问题是左边的树状图被压扁了。如何在不改变热图的列大小的情况下取消（展开）它？

enter image description here

使用以下代码生成：

#!/usr/bin/Rscript
library(gplots);
library(RColorBrewer);


plot_hclust  <- function(inputfile,clust.height,type.order=c(),row.margins=70) {

    # Read data
    dat.bcd <- read.table(inputfile,na.strings=NA, sep="\t",header=TRUE);


    rownames(dat.bcd) <- do.call(paste,c(dat.bcd[c("Probes","Gene.symbol")],sep=" "))
    dat.bcd <- dat.bcd[,!names(dat.bcd) %in% c("Probes","Gene.symbol")] 
    dat.bcd <- dat.bcd

    # Clustering and distance function
    hclustfunc <- function(x) hclust(x, method="complete")
    distfunc <- function(x) dist(x,method="maximum")


    # Select based on FC, as long as any of them >= anylim

    anylim <- 2.0
    dat.bcd <- dat.bcd[ apply(dat.bcd, 1,function(x) any (x >= anylim)), ]

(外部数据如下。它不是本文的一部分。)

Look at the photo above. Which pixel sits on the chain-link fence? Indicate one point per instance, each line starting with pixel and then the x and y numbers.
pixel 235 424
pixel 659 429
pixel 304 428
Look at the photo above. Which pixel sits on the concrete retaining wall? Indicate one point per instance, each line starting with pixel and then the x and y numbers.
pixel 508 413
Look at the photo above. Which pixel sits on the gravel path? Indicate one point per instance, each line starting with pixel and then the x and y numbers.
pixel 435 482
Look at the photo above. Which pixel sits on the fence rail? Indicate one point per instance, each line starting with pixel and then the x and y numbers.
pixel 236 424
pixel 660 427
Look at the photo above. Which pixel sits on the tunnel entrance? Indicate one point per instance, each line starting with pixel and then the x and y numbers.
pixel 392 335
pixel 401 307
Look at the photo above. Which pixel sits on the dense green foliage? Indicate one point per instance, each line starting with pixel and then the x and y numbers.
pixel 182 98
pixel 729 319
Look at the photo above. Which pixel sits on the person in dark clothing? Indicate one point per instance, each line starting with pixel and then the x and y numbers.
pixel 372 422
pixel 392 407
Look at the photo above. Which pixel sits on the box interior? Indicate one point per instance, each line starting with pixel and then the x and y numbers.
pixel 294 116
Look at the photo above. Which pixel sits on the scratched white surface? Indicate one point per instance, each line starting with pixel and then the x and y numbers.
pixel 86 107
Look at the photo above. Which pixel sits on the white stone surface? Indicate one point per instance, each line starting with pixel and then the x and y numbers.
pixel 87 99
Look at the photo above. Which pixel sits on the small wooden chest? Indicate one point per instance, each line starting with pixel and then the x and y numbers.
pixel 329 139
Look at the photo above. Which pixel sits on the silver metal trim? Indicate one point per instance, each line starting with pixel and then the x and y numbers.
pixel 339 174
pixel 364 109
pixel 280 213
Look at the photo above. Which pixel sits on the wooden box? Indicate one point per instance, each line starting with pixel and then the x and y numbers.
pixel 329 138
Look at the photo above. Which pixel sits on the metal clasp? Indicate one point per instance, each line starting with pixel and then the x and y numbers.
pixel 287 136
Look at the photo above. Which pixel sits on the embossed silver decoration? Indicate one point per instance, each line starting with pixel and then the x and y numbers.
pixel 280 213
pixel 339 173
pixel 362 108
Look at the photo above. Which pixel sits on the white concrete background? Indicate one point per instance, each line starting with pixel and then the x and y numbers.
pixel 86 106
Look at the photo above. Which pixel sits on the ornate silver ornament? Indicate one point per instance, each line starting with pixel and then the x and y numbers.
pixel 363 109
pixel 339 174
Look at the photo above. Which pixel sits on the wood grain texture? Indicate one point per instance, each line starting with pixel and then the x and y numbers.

    # Clustering functions
    height <- clust.height; 

    # Define output file name
    heatout <- paste("tmp.pafc.heat.",anylim,".h",height,".pdf",sep="");


    # Compute distance and clusteirn function
    d.bcd <- distfunc(dat.bcd)
    fit.bcd <- hclustfunc(d.bcd)


    # Cluster by height
    #cutree and rect.huclust has to be used in tandem
    clusters <- cutree(fit.bcd, h=height) 
    nofclust.height <-  length(unique(as.vector(clusters)));

    myorder <- colnames(dat.bcd); 
    if (length(type.order)>0) {
     myorder <- type.order
    }

    # Define colors
    #hmcols <- rev(brewer.pal(11,"Spectral"));
    hmcols <- rev(redgreen(2750));
    selcol <- colorRampPalette(brewer.pal(12,"Set3"))
    selcol2 <- colorRampPalette(brewer.pal(9,"Set1"))
    sdcol= selcol(5);
    clustcol.height = selcol2(nofclust.height);

    # Plot heatmap
    pdf(file=heatout,width=20,height=50); # for FC.lim >=2
    heatmap.2(as.matrix(dat.bcd[,myorder]),Colv=FALSE,density.info="none",lhei=c(0.1,4),dendrogram="row",scale="row",RowSideColors=clustcol.height[clusters],col=hmcols,trace="none", margin=c(30,row.margins), hclust=hclustfunc,distfun=distfunc,lwid=c(1.5,2.0),keysize=0.3);
    dev.off();


}
#--------------------------------------------------
# ENd of functions 
#-------------------------------------------------- 

plot_hclust("http://pastebin.com/raw.php?i=ZaGkPTGm",clust.height=3,row.margins=70);

Answer 1

在您的情况下，数据具有长尾，这对于基因表达数据（对数正态）是预期的。

data <- read.table(file='http://pastebin.com/raw.php?i=ZaGkPTGm', 
                   header=TRUE, row.names=1)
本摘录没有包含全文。